College of
Arts and Sciences

The UMKC Trustees and College of Arts and Sciences are proud to introduce the Marilyn T. and Byron C. Shutz Lecture Series starting Fall 2021. This annual series will host lectures, seminars, and workshops in fields such as creative writing, literature, and art history.

For its inaugural year, the Marilyn T. and Byron C. Shutz Lecture Series was entitled "SPEAK UP! Building Racial Justice through Art, Pedagogy, and Writing." Organized by the departments of Art and Art History and English, this program brought together speakers from around the nation with expertise in the fields of studio art, art history, composition, rhetoric, creative writing, and literature.
SPEAK UP: Building Racial Justice through Art, Writing, and Pedagogy

2021-2022 Shutz Lecture Series Events

Re-Envisioning Native American Identities in Visual Art and Literature

Thursday, September 16, 2021

This roundtable explored interconnections among art, cultural appropriation, and indigenous rights. It was moderated by Lisa Tatonetti (Professor of English at Kansas State University) and featured Gregg Deal (artist and activist), Kate Morris (Professor of Art History at Santa Clara University), and Malea Powell (Professor of Writing, Rhetoric, and American Cultures at Michigan State University).

Watch recorded panel


Cultivating Antiracist Assessment Practices: A Faculty Workshop Series

Thursdays, October 14, 21, and 28, 2021

This three-part workshop encouraged participants to interrogate their biases while developing and implementing antiracist classroom assessment practices. It was led by Antonio Byrd (Assistant Professor of English at University of Missouri-Kansas City), Virginia Schwarz (Assistant Professor English at San Francisco State University), and Lizbett Tinoco (Assistant Professor of English at Texas A&M University).

Watch Workshop #2

Watch Workshop #3


Reimagining Suppressed Histories of Racial Violence

Thursday, November 4, 2021

This panel explored how photographs have shaped the perception of Black subjects and historical events. Artist Isaac Julien discussed his recent film installation Lessons of the Hour which reimagines the life of statesman and freed slave Frederick Douglass. Art historian Krista Thompson examined the circulation of a photograph depicting Paul Bogle, the leader of the 1865 Morant Bay Rebellion, who called for justice for all the people of Jamaica. The conversation was moderated by Cristina Albu (Associate Professor of Contemporary Art History at University of Missouri-Kansas City).
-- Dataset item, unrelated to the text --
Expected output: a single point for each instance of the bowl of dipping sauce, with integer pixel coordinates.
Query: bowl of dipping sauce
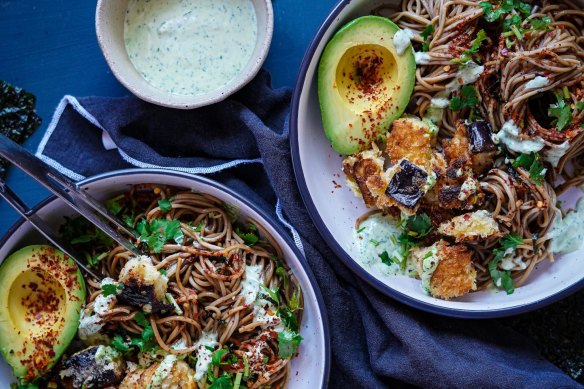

The Anti-Racist Writing Workshop-in-Action with Felicia Rose Chavez

Thursday, February 17, 2022

In this seminar, participants engaged in anti-racist creative writing strategies, empowering students to claim ownership not only of their work, but also of their working relationships with professors and peers. The session offered 20 specific, practical take-aways to re-conceptualize critique and encourage everyday anti-racist action. For more information, please visit The Anti-Racist Writing Workshop website.


Curating Art as Racial Justice Practice

Thursday, March 17, 2022

This panel addressed how curatorial practice can contribute to racial equity and enhance solidarity between diverse audience groups. It brought into discussion the strategies used by museums to acknowledge the legacy of colonial histories, dismantle exclusionary policies, and serve the interests of specific local communities. Led by Stephanie Fox Knappe (The Nelson-Atkins Museum of Art), Valerie Cassel Oliver (Virginia Museum of Fine Arts), and Jade Powers (Kemper Museum of Contemporary Art). The conversation was moderated by Cristina Albu (Associate Professor of Contemporary Art History at University of Missouri-Kansas City).

Watch recorded panel


Technologies of Recovery: Representing Black Voices in Digital Humanities Scholarship

Thursday, April 14, 2022

This panel explored how the use of digital humanities allows for the recovery of black voices through the scholarship of Kim Gallon (Associate Professor of History at Purdue University), Nicole N. Aljoe (English and Africana Studies at Northeastern University), and Adrian Wisnicki (Associate Professor of English and Faculty Fellow of the Center for Digital Research in the Humanities, University of Nebraska-Lincoln).

Watch recorded panel


Entangled Histories: Weaving Identities through Imagery, Language, and Textiles

Thursday, April 28, 2022

This panel examined how painful memories of racial abuses are integrated into texts and material objects which speak to the prolonged psychological and physical impact of social injustice. It brought together Nicole R. Fleetwood (Professor of Media, Culture, and Communication at NYU), Sara Sonié Joi Thompson-Ruffin (fabric artist and designer), and Kenturah Davis (artist). The conversation was moderated by Cristina Albu (Associate Professor of Contemporary Art History at University of Missouri-Kansas City).